Gaylord Chan did not take up painting until he was 42 years old. In his early life he worked at Cable and Wireless Plc as special advisor and OLUHO (Okinawa Lusong Island Hong Kong) Submarine communications cable project. His expertise was in air waves and frequencies, rather than in form and colour. Yet his interest in and passion for the vividness of life around him led him to seek out art as a means of expression. In 1968 Gaylord began to study visual arts at the University of Hong Kong’s Extramural Studies Centre, and he never looked back. He soon became a dedicated painter, and one of the most active members of the early Hong Kong contemporary arts scene. Gaylord was the co-founder of the Hong Kong Visual Arts Society in 1974 and was a founding member of the Artmatch Group in 1995. Awarded an MBE in 1986, he was also the recipient of the ‘Artist of the Year Award’ from Hong Kong Artists Guild in 1990, and Bronze Bauhinia Star from the HKSAR Government in 2013. In 1989 he and Josephine Chow co-founded the Culture Corner Academy, a teaching studio which has mentored dozens of artists over the years, as well as inspired many others to make art an integral part of their lives.

Gaylord Chan describes his paintings as conversations between himself and the canvas. He says each work is spontaneous and springs from the heart. He is inspired by anything, from a plain bottle of pills to a display of Eskimo art to drawings by his students. Once an idea is formed, he says he feels driven to put it on canvas. Chan admires modern and contemporary masters both East and West, such as Francis Bacon, Joseph Beuys, Anselm Kiefer, Huang Binhong, Qi Baishi and Xu Wei, but also reacts strongly to primitive art. While he has nurtured a singular style, he continues to experiment with various media, gaining a reputation for originality and for an enduring iconography in his work.

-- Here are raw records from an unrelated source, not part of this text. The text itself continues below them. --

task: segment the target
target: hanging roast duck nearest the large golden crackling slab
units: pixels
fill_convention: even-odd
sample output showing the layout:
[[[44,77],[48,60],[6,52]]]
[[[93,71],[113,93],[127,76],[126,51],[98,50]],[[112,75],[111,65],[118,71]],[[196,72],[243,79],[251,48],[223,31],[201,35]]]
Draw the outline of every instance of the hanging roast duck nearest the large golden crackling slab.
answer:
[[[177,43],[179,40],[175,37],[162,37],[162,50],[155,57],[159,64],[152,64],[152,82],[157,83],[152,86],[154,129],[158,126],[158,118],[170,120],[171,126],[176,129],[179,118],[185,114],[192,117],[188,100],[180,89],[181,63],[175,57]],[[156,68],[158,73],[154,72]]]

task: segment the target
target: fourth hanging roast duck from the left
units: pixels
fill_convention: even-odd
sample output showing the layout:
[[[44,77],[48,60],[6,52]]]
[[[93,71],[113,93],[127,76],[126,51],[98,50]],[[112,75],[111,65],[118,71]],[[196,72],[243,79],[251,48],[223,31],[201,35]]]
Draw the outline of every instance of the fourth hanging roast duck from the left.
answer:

Oscillating between the figurative and the abstract, Gaylord Chan’s art is known for its simplicity, invigorating ordinary things with a unique pictorial composition. In 1997, Gaylord was commissioned by the MTR Hong Kong to create a monumental mural Swift and Safe that is permanently displayed in the main subway from Hong Kong Station to Central Station.

For health reasons, he rechanneled his artistic creativity from painting to computer drawings. Using basic computer software, Chan has developed a brand new language of artistic expression. At the age of 92, the artist retains his passion and enthusiasm for artistic creativity having created with 400 digital paintings in the past decade, as well as designs for unique textile creations. Gaylord has participated in over a hundred major exhibitions both locally and internationally and his work can be found in major institutional and private collections worldwide.